Next Generation MRI
Magnetic resonance imaging (MRI) creates anatomical images by detecting magnetization in the human body. Prior to being detected, the magnetization must be "excited," which is typically done by applying a powerful radio-frequency magnetic field, referred to as the RF transmit field. However, the RF transmit field is potentially harmful to certain patients, especially those with implanted devices. By separating the RF transmit system into an array of smaller antennas and amplifiers working in parallel, the hazard is reduced, making it possible for millions of patients with implants to benefit from high field MRI.
The Read Read
The Read Read device assists in braille and phonics learning. Designed and built by Alex Tavares, the Read Read consists of tiles with raised braille and phonic letters that also contain a playable audio track. Each individual tile can be pressed to play the audio representation of that letter and the tiles can be positioned on a conductive grid to form words. This device allows blind or visually impaired individuals to easily and independently learn to read without the need of a personal tutor.
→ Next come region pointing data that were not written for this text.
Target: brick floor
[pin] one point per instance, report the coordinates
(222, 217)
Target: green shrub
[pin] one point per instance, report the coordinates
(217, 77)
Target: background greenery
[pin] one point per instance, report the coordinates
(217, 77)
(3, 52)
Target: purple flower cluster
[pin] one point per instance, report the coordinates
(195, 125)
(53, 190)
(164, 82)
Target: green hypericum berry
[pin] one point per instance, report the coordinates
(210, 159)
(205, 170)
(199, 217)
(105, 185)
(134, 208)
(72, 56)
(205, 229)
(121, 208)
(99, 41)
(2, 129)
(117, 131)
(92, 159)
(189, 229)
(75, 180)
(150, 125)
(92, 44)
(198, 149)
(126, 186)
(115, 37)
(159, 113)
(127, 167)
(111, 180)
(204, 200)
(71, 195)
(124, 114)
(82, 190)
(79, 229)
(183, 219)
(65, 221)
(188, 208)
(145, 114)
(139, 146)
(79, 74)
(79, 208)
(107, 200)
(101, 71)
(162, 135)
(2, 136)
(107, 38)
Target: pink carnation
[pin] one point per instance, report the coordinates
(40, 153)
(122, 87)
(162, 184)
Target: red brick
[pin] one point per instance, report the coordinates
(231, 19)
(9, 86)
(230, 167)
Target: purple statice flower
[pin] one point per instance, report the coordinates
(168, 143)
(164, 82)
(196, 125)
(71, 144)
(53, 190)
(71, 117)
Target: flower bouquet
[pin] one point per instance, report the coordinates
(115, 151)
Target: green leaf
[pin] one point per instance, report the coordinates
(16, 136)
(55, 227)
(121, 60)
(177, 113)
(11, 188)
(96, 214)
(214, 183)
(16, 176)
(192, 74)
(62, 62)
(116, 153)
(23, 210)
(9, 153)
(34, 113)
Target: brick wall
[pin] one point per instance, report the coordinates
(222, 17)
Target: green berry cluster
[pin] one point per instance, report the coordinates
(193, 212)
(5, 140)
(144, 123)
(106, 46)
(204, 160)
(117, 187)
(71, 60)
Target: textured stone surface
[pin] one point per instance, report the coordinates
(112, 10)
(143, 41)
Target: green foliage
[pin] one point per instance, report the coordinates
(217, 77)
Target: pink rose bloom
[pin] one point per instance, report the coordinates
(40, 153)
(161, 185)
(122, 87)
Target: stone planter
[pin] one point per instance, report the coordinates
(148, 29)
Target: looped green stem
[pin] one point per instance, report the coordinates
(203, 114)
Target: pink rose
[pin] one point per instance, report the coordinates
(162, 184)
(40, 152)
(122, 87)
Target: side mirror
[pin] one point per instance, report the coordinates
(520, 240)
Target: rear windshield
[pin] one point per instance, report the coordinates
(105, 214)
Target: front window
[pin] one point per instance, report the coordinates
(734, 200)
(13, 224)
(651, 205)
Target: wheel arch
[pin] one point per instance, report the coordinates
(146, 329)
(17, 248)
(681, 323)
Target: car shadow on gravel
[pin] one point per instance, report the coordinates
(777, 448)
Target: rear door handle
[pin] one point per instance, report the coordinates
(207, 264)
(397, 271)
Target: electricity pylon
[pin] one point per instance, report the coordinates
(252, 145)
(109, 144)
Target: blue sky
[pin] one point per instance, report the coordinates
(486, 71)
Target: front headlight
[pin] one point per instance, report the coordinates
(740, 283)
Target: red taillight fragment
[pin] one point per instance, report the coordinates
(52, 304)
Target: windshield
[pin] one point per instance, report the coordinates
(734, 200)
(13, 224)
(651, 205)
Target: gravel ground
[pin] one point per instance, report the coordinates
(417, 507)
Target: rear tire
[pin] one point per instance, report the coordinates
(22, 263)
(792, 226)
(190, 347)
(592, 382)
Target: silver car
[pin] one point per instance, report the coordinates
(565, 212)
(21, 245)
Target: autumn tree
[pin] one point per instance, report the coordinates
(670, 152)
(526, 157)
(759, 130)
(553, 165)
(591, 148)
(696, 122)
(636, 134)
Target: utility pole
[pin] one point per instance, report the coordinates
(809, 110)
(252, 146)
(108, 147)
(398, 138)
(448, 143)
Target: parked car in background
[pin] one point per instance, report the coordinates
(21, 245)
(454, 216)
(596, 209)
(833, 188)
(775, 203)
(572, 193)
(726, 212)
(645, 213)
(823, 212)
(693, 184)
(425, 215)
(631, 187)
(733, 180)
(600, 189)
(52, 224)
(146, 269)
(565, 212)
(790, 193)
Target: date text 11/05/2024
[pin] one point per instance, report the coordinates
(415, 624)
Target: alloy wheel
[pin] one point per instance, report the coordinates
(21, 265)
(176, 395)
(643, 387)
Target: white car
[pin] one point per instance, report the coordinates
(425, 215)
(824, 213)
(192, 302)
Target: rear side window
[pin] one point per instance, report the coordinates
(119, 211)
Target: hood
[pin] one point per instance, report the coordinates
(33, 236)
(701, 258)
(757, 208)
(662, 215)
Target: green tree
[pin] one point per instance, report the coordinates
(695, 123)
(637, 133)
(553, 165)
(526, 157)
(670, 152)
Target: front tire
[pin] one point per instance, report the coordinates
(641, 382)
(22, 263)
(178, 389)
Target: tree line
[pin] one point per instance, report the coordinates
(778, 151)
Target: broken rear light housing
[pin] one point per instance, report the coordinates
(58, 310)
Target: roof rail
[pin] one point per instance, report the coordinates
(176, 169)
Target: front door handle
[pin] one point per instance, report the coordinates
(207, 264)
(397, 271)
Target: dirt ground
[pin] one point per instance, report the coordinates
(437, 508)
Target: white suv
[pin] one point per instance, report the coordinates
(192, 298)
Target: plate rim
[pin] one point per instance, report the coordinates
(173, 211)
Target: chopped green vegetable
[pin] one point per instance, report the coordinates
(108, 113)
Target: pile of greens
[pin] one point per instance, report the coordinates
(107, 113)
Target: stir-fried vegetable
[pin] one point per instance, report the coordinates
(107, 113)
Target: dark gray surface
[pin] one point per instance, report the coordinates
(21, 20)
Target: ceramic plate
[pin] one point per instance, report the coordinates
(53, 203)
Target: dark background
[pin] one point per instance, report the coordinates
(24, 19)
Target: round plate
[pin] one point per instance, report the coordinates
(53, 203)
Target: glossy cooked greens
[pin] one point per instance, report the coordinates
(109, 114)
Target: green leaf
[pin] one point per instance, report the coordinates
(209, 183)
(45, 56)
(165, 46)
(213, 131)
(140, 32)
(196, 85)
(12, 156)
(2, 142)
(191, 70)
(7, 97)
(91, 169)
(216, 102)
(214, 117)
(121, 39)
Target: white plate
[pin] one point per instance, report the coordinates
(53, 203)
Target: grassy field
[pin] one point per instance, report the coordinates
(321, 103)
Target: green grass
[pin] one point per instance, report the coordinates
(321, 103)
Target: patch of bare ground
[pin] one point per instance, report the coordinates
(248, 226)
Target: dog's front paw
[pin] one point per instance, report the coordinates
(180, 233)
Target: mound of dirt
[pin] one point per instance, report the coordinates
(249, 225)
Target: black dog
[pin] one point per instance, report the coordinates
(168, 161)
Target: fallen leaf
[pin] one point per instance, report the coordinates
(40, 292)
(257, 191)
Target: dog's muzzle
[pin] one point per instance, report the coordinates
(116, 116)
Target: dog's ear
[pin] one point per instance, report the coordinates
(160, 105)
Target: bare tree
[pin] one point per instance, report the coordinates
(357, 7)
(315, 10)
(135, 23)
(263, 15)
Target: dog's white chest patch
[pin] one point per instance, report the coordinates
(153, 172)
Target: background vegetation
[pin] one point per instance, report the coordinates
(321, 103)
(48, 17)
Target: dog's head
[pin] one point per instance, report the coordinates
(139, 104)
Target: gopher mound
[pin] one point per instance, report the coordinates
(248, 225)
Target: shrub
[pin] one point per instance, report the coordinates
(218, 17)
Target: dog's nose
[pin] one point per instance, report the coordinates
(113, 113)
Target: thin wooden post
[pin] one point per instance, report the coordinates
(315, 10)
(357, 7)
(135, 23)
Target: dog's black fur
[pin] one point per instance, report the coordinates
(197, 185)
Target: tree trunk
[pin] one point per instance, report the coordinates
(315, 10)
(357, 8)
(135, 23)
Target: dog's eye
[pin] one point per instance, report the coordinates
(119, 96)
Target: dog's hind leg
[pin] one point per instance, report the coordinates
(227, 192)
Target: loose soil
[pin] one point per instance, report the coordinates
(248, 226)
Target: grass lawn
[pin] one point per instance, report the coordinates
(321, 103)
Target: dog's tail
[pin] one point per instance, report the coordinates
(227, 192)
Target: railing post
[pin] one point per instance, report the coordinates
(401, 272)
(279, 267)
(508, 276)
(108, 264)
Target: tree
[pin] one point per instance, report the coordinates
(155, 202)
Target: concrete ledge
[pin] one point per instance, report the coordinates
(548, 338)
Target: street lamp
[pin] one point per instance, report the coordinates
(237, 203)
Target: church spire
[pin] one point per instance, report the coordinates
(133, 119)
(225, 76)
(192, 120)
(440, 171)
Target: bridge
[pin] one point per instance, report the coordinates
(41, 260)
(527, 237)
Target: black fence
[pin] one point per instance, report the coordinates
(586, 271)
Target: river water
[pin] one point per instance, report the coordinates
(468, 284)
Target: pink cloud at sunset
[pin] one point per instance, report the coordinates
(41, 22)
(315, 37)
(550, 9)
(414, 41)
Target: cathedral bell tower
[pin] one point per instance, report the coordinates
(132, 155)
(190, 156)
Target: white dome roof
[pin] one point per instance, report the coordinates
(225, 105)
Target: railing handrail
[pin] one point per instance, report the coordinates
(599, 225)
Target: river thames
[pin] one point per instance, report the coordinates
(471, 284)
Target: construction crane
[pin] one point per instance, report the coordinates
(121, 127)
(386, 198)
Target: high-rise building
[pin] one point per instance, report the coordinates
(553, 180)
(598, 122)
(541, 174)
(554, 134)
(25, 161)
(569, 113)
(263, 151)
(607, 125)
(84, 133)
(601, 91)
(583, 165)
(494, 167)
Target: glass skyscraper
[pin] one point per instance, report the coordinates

The Alula phone case conveniently stores and dispenses daily birth control pills. Missed doses can reduce birth control’s effectiveness by as much as 8% per day so Alula’s phone application and case tracks the pills and reminds the owner to take their pills at optimal times.
Social robots interact and communicate with humans by following social behaviors and rules attached to their roles. This friendly robot continues a line of research projects that study human-robot interaction. Although commercially-available social robots now exist in the markplace, this project demonstrates a more affordable solution that offloads intensive computer processes to a cloud server to achieve low-cost yet real-time interaction with humans. Graduate students Xiao Liu and Tao Liu developed these systems in Professor Kiju Lee's Distributed Intelligence and Robotics Lab (dirLAB).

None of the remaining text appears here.